Le secteur immobilier est responsable de près de 40 % des émissions mondiales de gaz à effet de serre ; il est donc essentiel de s’attaquer rapidement et vigoureusement à ce secteur. Par conséquent, les ONG, les entreprises et les régulateurs doivent s’unir pour garantir une décarbonisation rapide et permanente du secteur.

Pour que l’industrie immobilière réduise ses émissions, il est évident que les fabricants de ciment et d’acier doivent en faire autant.
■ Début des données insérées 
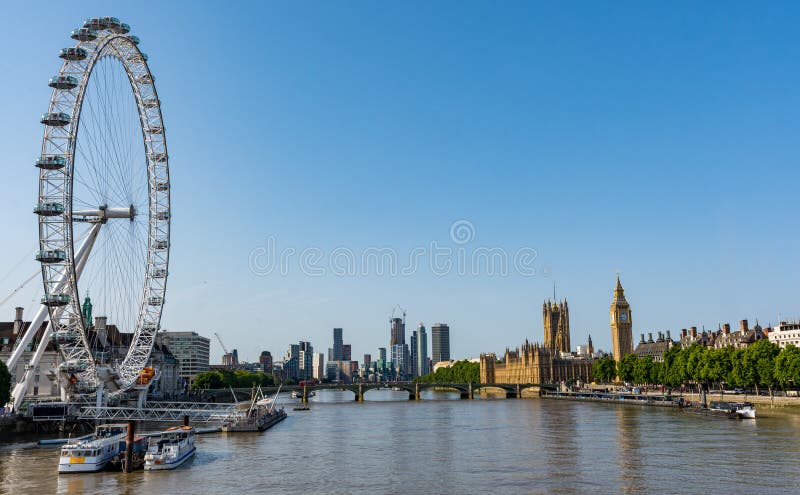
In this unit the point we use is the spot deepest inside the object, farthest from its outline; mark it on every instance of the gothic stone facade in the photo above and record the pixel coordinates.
(533, 363)
(555, 319)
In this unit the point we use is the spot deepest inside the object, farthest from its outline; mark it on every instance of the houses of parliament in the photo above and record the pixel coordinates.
(553, 361)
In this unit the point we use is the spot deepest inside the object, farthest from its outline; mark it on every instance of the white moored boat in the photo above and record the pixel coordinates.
(745, 410)
(171, 449)
(94, 453)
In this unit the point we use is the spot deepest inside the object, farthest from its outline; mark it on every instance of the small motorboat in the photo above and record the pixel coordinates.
(170, 449)
(93, 453)
(745, 410)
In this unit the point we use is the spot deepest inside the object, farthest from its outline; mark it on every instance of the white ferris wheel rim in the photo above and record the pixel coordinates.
(61, 261)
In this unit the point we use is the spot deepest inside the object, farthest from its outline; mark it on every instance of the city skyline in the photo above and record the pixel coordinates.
(602, 137)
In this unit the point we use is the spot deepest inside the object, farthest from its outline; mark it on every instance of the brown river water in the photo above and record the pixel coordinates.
(443, 445)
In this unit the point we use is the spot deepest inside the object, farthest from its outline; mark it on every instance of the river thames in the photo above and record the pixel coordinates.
(458, 446)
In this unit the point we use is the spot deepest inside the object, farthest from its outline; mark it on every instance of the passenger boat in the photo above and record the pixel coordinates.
(93, 453)
(257, 418)
(171, 449)
(745, 410)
Contrairement à l’acier dont la voie est plus claire, il est difficile d’entrevoir une évolution similaire pour le ciment en l’absence de progrès technologiques significatifs, qui doivent devancer l’augmentation attendue de la demande globale. Cependant, l’accent mis sur l’« enveloppe » du bâtiment est également un levier essentiel pour la réduction des émissions, et nous prévoyons une relance des politiques et des incitations visant à améliorer l’efficacité des bâtiments. Cependant, cela nécessite toutefois un engagement supplémentaire de la part de l’utilisateur du bâtiment, qui est peut-être l’acteur le plus important dans le processus de décarbonisation. 
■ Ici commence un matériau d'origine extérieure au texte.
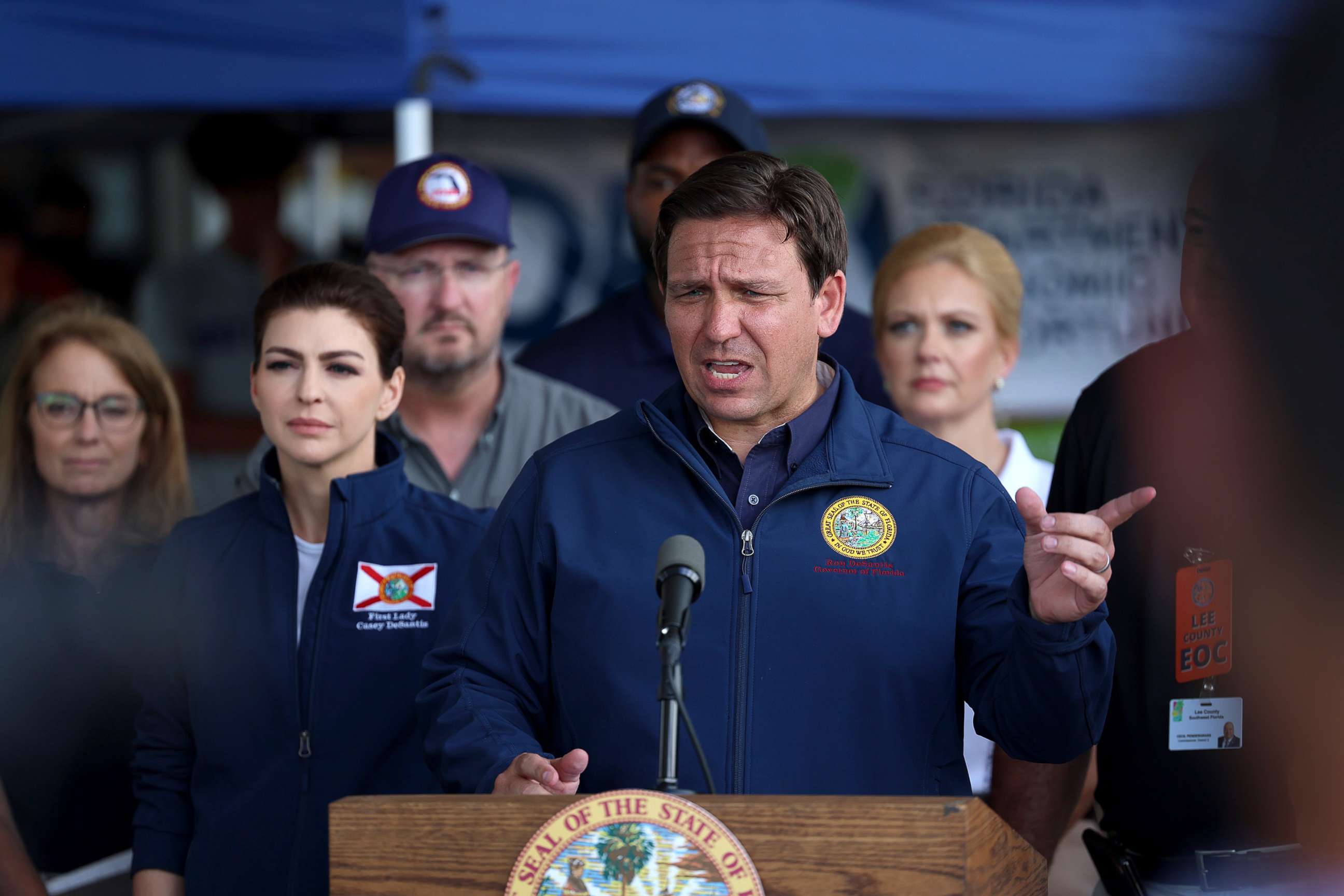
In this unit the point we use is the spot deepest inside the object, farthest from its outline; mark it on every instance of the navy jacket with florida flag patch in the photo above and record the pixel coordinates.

Les réglementations, les subventions et les taxes continuent d’affluer sur le marché. Les réglementations en matière de publication d’informations sont particulièrement importantes pour les investisseurs ESG, et la divulgation au moyen de la taxonomie de l’UE permettra aux investisseurs de cibler plus précisément les entreprises les mieux placées pour décarboniser leurs activités à l’avenir. Un grand nombre d’initiatives, de cadres et de certifications ont été mis au point pour soutenir cette démarche et permettre aux entreprises de fixer des objectifs dans des cadres spécifiques à leur secteur d’activité. Le pourcentage de bâtiments certifiés LEED, BREEAM et autres normes de ce type devrait être un facteur déterminant lorsque l’on examine les progrès réalisés par les sociétés immobilières cotées en matière de décarbonisation. Non seulement ces initiatives contribueront aux efforts d’atténuation du changement climatique, mais elles créeront également un environnement propice à d’importantes opportunités financières. Les sociétés immobilières cotées en bourse qui sont en mesure de décarboniser leurs portefeuilles pourront facturer des primes « vertes » et obtenir ainsi un flux de revenus plus important.

Pour ce qui est d’identifier les sociétés immobilières cotées en bourse qui sont les plus à même d’opérer la transition et de passer à la décarbonisation, la disparité du marché rend leur comparaison difficile. Leur capacité à se décarboniser dépend d’une série de facteurs, tels que la composition de leur portefeuille d’immeubles de bureaux, de commerces et de résidences, ainsi que la localisation (géographie) de ces biens. La publication des résultats finaux des directives du secteur du bâtiment de l’initiative Science Based Targets(1) sera un catalyseur clé pour l’industrie immobilière, mais elle n’est pas prévue avant octobre 2023.

Dans l’ensemble, pour que la décarbonisation du secteur immobilier coté soit un succès, les institutions financières doivent soutenir la transition des entreprises. Notre modèle interne nous permet de comprendre les entreprises les mieux préparées à cette transition.